It is officially Dyngus Day! Lent is over, for those of you who observed it. I never have. I grew up in a Baptist family. Baptists didn’t have to do anything special for anything. Catholics carried heavy burdens compared to Baptists. On top of that, I was taught that I could never fall from grace. Over the years, being in a polka band, I’ve been seriously exposed to the Catholic mindset. One time I told Eddie Blazonczyk, the king of the Chicago Push Polish polka style, that it seemed like some polka stars were obsessed with having their picture taken with the Pope. Eddie looked at me very seriously and said, “What’s wrong with that?” I learned something quick. And, although, Baptists could sorta just cruise through life without being too inconvenienced by the demands of the church, Catholics could drink. That same Eddie Blazonczyk once invited Brave Combo to attend one of his concerts at a big Catholic picnic right outside Chicago and everyone was dancing AND drinking, like crazy. In fact, the nuns provided the raffle prize; a huge basket of liquor! I never witnessed dancing and drinking at any party at the First Baptist Church in Texarkana, Texas. So, Catholics and some other folks give up something during lent and Easter marks the end of the sacrificing or fasting or whatever. For some Polish party people, the Monday after Easter is straight-up rock and roll day. No easing back into the vices for them. Dyngus Day might be an invention of the American-Polish scene. One of the biggest celebrations is in Buffalo, New York. We’ve been honored to headline that raucous event a couple of times and totally love blasting Polish polkas and obereks for a musically aware crowd. Boy, things were a lot more fun before a bunch of jerks decided it would be a good idea to tear people apart and profit from their efforts to polarize our country. Too bad it worked. But no matter what, I love the music, for music’s sake. And that’s that! Call me crazy. I’ll consider it a compliment!

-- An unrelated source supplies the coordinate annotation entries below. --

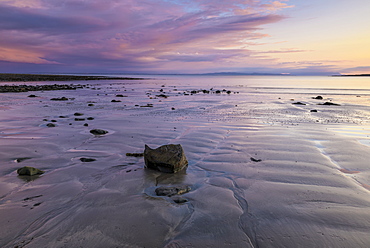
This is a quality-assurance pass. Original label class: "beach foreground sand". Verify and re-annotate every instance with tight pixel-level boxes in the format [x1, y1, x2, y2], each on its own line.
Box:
[0, 76, 370, 248]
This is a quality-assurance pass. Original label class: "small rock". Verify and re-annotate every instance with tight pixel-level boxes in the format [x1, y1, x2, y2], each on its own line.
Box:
[319, 102, 340, 106]
[156, 94, 168, 98]
[144, 144, 188, 173]
[172, 196, 188, 204]
[251, 157, 262, 162]
[80, 158, 96, 163]
[126, 152, 144, 157]
[50, 96, 68, 101]
[155, 186, 191, 197]
[17, 166, 44, 176]
[90, 129, 108, 135]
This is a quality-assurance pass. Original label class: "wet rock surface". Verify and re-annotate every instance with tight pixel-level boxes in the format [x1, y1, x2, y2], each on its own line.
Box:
[155, 186, 191, 197]
[17, 166, 44, 176]
[144, 144, 188, 173]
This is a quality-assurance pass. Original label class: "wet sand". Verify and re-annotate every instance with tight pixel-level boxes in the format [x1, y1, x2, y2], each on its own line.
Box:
[0, 76, 370, 248]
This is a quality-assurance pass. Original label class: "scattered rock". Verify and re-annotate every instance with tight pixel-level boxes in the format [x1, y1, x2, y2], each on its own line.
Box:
[50, 96, 68, 101]
[90, 129, 108, 135]
[251, 157, 262, 162]
[80, 158, 96, 163]
[140, 103, 153, 108]
[318, 102, 340, 106]
[15, 157, 31, 163]
[172, 196, 188, 204]
[144, 144, 188, 173]
[155, 186, 191, 197]
[156, 94, 168, 98]
[17, 166, 44, 176]
[126, 152, 144, 157]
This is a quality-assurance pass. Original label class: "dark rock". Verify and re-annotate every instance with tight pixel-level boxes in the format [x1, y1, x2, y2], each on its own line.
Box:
[156, 94, 168, 98]
[15, 157, 31, 163]
[80, 158, 96, 163]
[126, 152, 144, 157]
[251, 157, 262, 163]
[140, 103, 153, 108]
[144, 144, 188, 173]
[17, 166, 44, 176]
[172, 196, 188, 204]
[319, 102, 340, 106]
[155, 186, 191, 197]
[90, 129, 108, 135]
[50, 96, 68, 101]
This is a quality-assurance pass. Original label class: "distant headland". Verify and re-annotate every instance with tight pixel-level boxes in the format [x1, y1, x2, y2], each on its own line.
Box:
[0, 73, 143, 82]
[332, 74, 370, 77]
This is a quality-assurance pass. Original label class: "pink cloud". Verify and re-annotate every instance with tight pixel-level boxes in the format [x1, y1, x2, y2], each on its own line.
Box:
[0, 0, 288, 71]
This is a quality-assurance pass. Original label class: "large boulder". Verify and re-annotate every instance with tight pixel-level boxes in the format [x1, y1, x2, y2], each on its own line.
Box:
[17, 166, 44, 176]
[144, 144, 188, 173]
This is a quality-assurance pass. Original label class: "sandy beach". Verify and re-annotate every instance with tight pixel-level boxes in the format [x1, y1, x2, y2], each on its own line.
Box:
[0, 76, 370, 248]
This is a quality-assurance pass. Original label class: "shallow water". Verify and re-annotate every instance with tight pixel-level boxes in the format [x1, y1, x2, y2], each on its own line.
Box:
[0, 76, 370, 247]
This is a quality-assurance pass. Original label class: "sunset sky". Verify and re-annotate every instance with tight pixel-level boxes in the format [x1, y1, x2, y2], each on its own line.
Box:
[0, 0, 370, 75]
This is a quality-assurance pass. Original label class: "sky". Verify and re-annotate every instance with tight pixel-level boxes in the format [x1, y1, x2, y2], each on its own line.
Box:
[0, 0, 370, 75]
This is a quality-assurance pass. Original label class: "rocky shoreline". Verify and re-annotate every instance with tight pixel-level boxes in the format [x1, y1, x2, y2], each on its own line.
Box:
[0, 73, 143, 82]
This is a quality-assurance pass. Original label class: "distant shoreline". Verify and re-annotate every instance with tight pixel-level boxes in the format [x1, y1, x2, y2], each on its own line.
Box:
[332, 74, 370, 77]
[0, 73, 144, 82]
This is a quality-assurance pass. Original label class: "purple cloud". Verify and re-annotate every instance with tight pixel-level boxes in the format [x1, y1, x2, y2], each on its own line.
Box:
[0, 0, 287, 71]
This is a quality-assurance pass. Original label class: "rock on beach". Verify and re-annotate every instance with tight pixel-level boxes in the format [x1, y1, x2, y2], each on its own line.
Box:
[17, 166, 44, 176]
[144, 144, 188, 173]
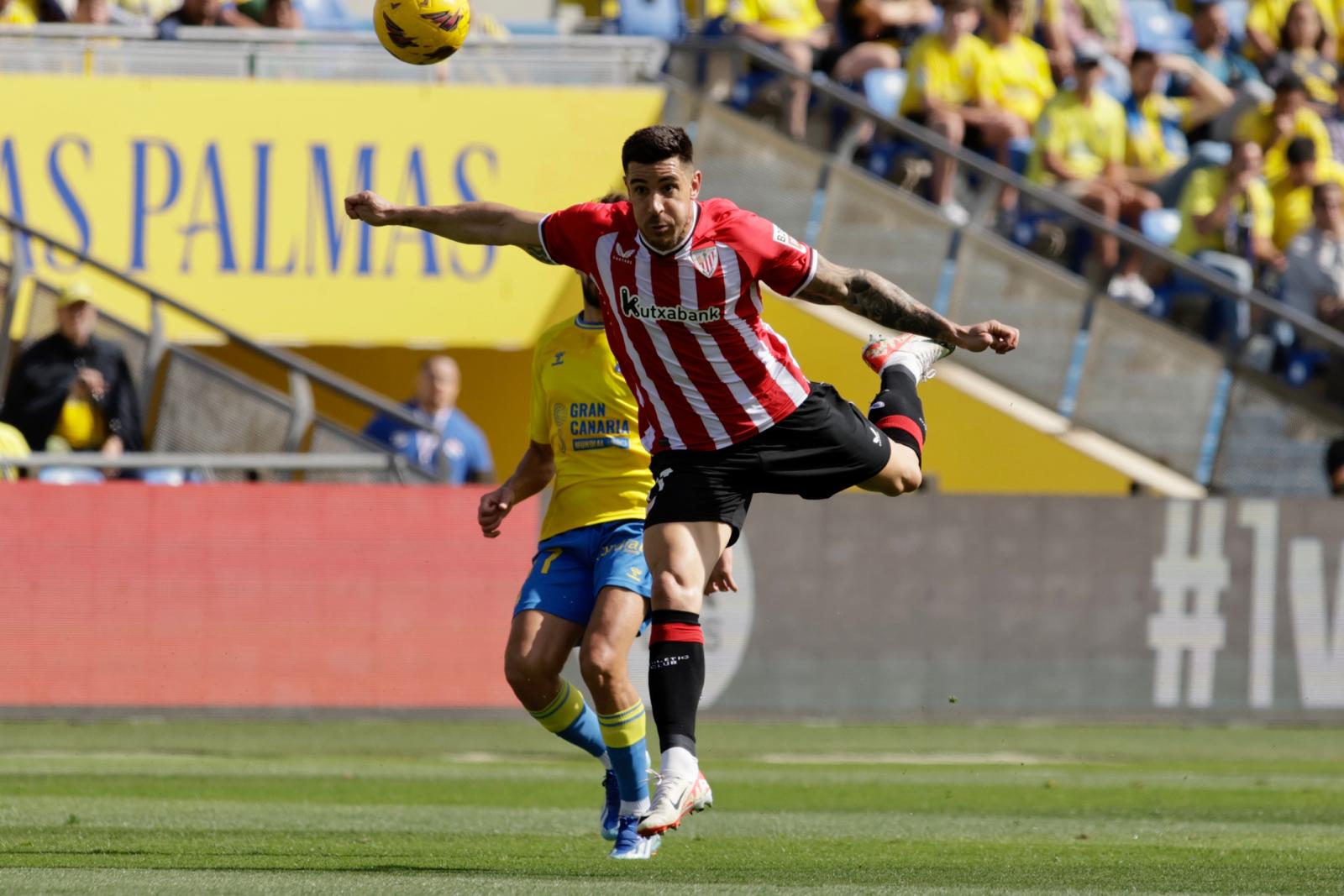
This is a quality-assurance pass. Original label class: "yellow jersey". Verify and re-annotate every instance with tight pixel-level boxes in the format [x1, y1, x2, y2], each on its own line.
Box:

Check this out! A few years ago a popular Japanese punk-pop band, Brahman, covered our song, “Flying Saucer,” playing it quite punky poppy. Now a whole crop of young Japanese guitarists are covering Brahman’s cover of the song. I love this!

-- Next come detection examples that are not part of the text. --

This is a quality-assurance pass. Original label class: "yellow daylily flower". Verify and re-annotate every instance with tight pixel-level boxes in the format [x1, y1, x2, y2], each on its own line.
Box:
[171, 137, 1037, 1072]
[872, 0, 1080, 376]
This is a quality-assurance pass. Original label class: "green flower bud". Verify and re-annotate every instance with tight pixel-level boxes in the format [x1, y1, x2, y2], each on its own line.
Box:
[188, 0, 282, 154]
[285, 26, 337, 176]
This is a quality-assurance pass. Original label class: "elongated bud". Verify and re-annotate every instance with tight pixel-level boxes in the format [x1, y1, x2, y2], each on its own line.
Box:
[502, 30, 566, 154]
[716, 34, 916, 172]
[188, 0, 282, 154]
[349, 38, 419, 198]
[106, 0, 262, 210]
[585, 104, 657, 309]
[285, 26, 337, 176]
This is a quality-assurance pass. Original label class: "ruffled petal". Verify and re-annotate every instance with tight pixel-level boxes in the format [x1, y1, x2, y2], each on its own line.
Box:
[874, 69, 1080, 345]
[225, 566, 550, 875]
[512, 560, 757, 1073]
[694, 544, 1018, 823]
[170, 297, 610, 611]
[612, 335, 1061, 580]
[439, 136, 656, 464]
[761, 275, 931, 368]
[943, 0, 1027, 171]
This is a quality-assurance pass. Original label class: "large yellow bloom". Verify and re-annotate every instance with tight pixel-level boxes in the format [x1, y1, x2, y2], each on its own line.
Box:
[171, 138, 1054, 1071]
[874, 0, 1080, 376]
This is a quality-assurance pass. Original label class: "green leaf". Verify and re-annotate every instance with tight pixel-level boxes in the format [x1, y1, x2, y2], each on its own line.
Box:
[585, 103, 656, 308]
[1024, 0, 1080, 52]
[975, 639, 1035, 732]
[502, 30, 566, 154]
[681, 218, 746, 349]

Speaking of music and the interesting people who create it, one of Brave Combo’s biggest influences was a South Texas accordionist/genius, named Esteban (Steve) Jordan. He was, let’s say, only interested in making his music his way. And the population, at large, benefitted greatly, from his stubbornness because what he created was, truly, mind-blowing. I probably could not find many things, outside of music, on which Steve and I would agree and his reputation for being downright mean seemed to be based on some truth, but I am so glad he existed. He died a few years ago, but his style, talent, and sheer ability will live on in other Tejano/Conjunto musicians forever. He was a tiny person and almost totally blind, but legend has it he once forced his brother, who was also his drummer, out of their van, at gunpoint, somewhere between South Texas and Monterey, Mexico. I got to see him perform several times and we even played a few shows together. He was always stunning, if not magical, even when he was pissed-off at the monitor guy or one of his musicians. He was what he was. Here are a couple of examples of what I’m talking about.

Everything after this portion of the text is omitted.